At the Universities of Leibniz in Hannover and Philipps University in Marburg researchers identified 41 Android apps from the Play Store that leaked information when transferring to banks' web servers and other online services. All apps were tested on Ice Cream Sandwich, and have been downloaded anywhere from 39.5 Million and 185 Million times. It was discovered that apps would leak this data by connecting to local area networks using well-known exploits of which some are documented online.
"We could gather bank account information, payment credentials for PayPal, American Express and others," the researchers wrote. "Furthermore, Facebook, email and cloud storage credentials and messages were leaked, access to IP cameras was gained and control channels for apps and remote servers could be subverted."
The findings of the researchers exposed great weaknesses in the SSL and TLS protocols which are supposed to be used to encrypt sensitive data as it travels to and from websites and online services. SSL and TLS are rather secure however, if they are implemented poorly or certificate authorities themselves, have lax security then any benefits are thrown out of the window. The researchers presented their paper at the Computer and Communications Security conference exposing poor implementation by app developers.
"All things said, it's generally good research that should make developers more aware of these basic security deficiencies that shouldn't have made it through any respectable QA process," Jon Oberheide - CTO of Duo Security, told Ars Technica "Needless to say, security isn't top of mind of most mobile developers."

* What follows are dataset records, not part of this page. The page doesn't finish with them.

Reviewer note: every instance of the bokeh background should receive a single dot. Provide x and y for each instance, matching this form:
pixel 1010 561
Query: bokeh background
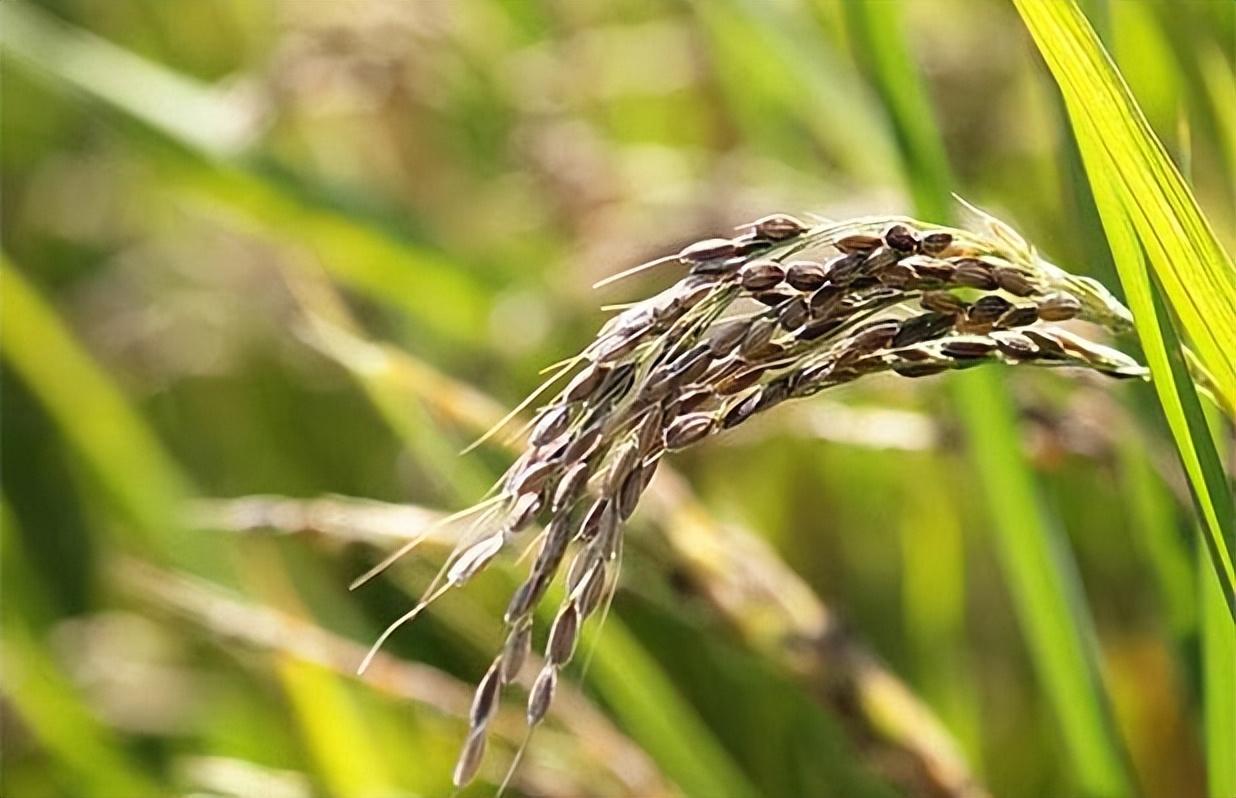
pixel 270 266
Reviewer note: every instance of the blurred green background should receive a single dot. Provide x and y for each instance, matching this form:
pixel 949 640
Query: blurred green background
pixel 268 264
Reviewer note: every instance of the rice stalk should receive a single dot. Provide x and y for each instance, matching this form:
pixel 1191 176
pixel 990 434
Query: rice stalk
pixel 783 310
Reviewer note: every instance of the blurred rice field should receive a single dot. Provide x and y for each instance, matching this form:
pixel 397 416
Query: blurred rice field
pixel 267 267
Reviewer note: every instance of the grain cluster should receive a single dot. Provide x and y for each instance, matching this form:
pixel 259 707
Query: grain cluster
pixel 780 311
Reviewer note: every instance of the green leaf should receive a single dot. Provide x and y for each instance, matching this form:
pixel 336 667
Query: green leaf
pixel 1150 214
pixel 1198 277
pixel 1037 567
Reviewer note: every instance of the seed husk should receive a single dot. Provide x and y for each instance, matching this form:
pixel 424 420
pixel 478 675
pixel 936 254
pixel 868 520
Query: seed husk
pixel 806 276
pixel 691 366
pixel 858 243
pixel 541 694
pixel 896 274
pixel 943 302
pixel 1047 346
pixel 794 314
pixel 931 271
pixel 965 348
pixel 1058 308
pixel 584 446
pixel 922 327
pixel 988 309
pixel 724 336
pixel 901 239
pixel 918 369
pixel 740 382
pixel 759 276
pixel 817 330
pixel 875 336
pixel 485 701
pixel 1012 281
pixel 1015 345
pixel 742 410
pixel 558 535
pixel 623 460
pixel 774 297
pixel 1019 316
pixel 747 246
pixel 689 402
pixel 935 243
pixel 562 635
pixel 974 273
pixel 844 268
pixel 524 512
pixel 706 250
pixel 825 299
pixel 689 429
pixel 470 757
pixel 779 227
pixel 758 335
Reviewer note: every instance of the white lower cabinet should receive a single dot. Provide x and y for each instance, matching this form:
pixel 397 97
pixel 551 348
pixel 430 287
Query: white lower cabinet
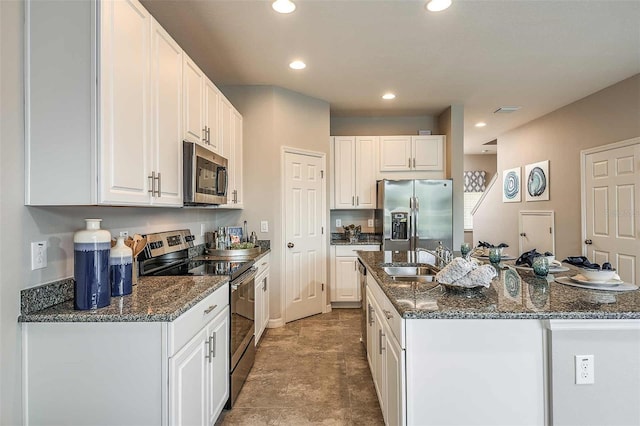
pixel 345 282
pixel 129 373
pixel 262 297
pixel 386 355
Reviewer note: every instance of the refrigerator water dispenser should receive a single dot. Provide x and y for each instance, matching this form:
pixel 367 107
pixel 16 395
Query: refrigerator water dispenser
pixel 399 226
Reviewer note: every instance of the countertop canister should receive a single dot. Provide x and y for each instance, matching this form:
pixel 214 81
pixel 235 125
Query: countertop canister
pixel 91 248
pixel 120 268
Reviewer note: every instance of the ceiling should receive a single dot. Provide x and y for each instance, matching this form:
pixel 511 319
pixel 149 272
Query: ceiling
pixel 540 55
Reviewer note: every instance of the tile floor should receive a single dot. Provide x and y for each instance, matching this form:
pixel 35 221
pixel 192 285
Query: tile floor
pixel 312 371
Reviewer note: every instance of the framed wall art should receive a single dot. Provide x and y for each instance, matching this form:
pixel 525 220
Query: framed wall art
pixel 537 183
pixel 511 186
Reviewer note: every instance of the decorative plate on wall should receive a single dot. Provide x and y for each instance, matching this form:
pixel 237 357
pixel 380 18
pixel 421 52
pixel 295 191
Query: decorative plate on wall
pixel 537 181
pixel 511 186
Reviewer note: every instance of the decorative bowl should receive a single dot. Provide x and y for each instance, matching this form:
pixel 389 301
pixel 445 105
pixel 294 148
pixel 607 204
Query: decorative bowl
pixel 601 275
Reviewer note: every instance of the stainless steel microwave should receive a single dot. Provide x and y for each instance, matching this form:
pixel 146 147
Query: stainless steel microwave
pixel 205 176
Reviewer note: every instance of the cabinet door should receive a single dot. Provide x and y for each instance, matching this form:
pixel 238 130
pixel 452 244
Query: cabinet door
pixel 347 288
pixel 365 172
pixel 124 103
pixel 238 168
pixel 188 382
pixel 211 115
pixel 428 152
pixel 395 153
pixel 345 172
pixel 218 365
pixel 193 81
pixel 393 380
pixel 166 116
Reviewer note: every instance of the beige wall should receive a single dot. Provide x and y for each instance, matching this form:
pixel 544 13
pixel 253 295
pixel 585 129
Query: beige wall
pixel 486 162
pixel 451 124
pixel 275 118
pixel 382 126
pixel 607 116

Whilst the researchers didn't say whether any of the apps in question were developed by Google they did say that there was work that could be done in Android itself to prevent such massive leaks of sensitive data. Scientists began the research by downloading roughly 13,500 free Android apps from the Play Store and monitored them under a "static analysis" from this test group, 1,074 apps were discovered to leak data over public WiFi hotspots or unsecured networks. A majority of the apps in question were developed to accept SSL certificates from anybody and/or hostnames.
It's scary to see that a portion - no matter how small it is - of the apps we use are leaving us vulnerable to data theft especially when you consider how easy it is for us to bank at our coffee shop using the free WiFi or banking on the go on our phones. Let's just hope that the apps in question were contacted privately and the security issues are being looked at.